Caballeros Santiaguistas de la Encomienda de San Marcos de Teruel
El origen de la Encomienda de San Marcos de Teruel va indisolublemente unido a la figura de doña Sancha Pérez de Azagra, y de su esposo, don Lope de Varea, quien en su testamento, pidió ser enterrado en la desaparecida iglesia de San Marcos, perteneciente entonces a la Orden de Santiago.

Casa Santiaguista de la Merced y de Redención de Cautivos
Hasta 1190 la Encomienda santiaguista de Uclés, Encomienda Mayor de Castilla, apenas había extendido sus dominios más allá del territorio castellano. Es entonces cuando hace su entrada en el señorío de Albarracín, dejando Fernando Ruiz de Azagra en su testamento algunas posesiones a los santiaguistas. Lope de Varea y su esposa, doña Sancha Pérez de Azagra, intervendrán para que la Orden de Santiago se instale en Teruel.

 Encomienda Templaria y Hospitalaria
Aunque antes de morir Alfonso I en 1134 templarios y hospitalarios ya contaban con posesiones aisladas en territorio aragonés, su importancia crecerá a raíz de su testamento. En él se legaba el Reino de Aragón al Santo Sepulcro, el Temple y el Hospital. No se cumplió la voluntad real y terminaron reinando sucesivamente Ramiro II y Ramón Berenguer IV. Este último consiguió la renuncia de las órdenes al testamento a cambio de propiedades y privilegios.
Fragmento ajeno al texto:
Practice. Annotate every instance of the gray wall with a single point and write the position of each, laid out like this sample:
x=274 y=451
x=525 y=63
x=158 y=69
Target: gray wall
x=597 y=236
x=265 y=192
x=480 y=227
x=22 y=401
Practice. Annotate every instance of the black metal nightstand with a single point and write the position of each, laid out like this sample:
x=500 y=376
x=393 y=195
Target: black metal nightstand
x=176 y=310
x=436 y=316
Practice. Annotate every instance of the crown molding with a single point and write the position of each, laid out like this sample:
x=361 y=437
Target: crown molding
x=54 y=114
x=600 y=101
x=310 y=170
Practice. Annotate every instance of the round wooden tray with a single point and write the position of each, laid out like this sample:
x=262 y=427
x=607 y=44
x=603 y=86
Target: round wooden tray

 Frayles de Santa María de la Selva Mayor
La historia de la Gran Selva se remonta al siglo XI. Fray Gerardo de Corbie, hastiado de la opulencia del monaquismo oficial, fundó un pequeño convento cerca de Burdeos (1079). La espesa vegetación que lo rodeaba hizo que fuera conocido como abadía de la Sauve-Majeure o Grande Sauve. Aunque el fundador pretendía que se convirtiera en un lugar de retiro, pronto alcanzó gran pujanza debido a su proximidad al Camino de Santiago, siendo objeto de donaciones por los reyes aragoneses.

Orden de Calatrava
Esta orden militar se fundó en 1158, teniendo como finalidad inicial la protección de la frontera toledana contra las incursiones musulmanas. Ese año Sancho III de Castilla encargó al abad Raimundo, del monasterio cisterciense de Fitero, la defensa de la posición avanzada de Calatrava, cuyo nombre adoptaría la Orden. A la muerte de Raimundo fue elegido un maestre secular. En 1164 el Papa Alejandro III confirmó su regla, pasando a depender del abad de Scala Dei (Gascuña, Francia).

Orden de San Salvador de Monreal
Tras conquistar Zaragoza en 1118 y vencer a los almorávides en la estratégica batalla de Cutanda (1120), Alfonso I fundó la Cofradía Militar de Belchite (1122). Posteriormente, entre los años 1124 y 1128, será cuando El Batallador instaure una nueva cofradía militar en Monreal con el nombre de Militia Christi o Militia Dei, imitando las órdenes de Tierra Santa. Con su creación pretendía que Monreal (“mansión del rey celestial”), se convirtiera en escala obligada en el camino a Jerusalén.

Trebuchetarius
Durante la Edad Media las máquinas de asedio eran uno de los bienes más preciados de los que podía disponer cualquier ejército, ya que eran muy pocos los ingenieros de la época capaces de construirlas y hacerlas funcionar de forma correcta. Es más, en las Partidas de Alfonso X el Sabio se llegaba a establecer el perdón total para cualquier reo, por muy grave que fuera el delito que hubiera cometido, si era capaz de construir una máquina de guerra para el rey.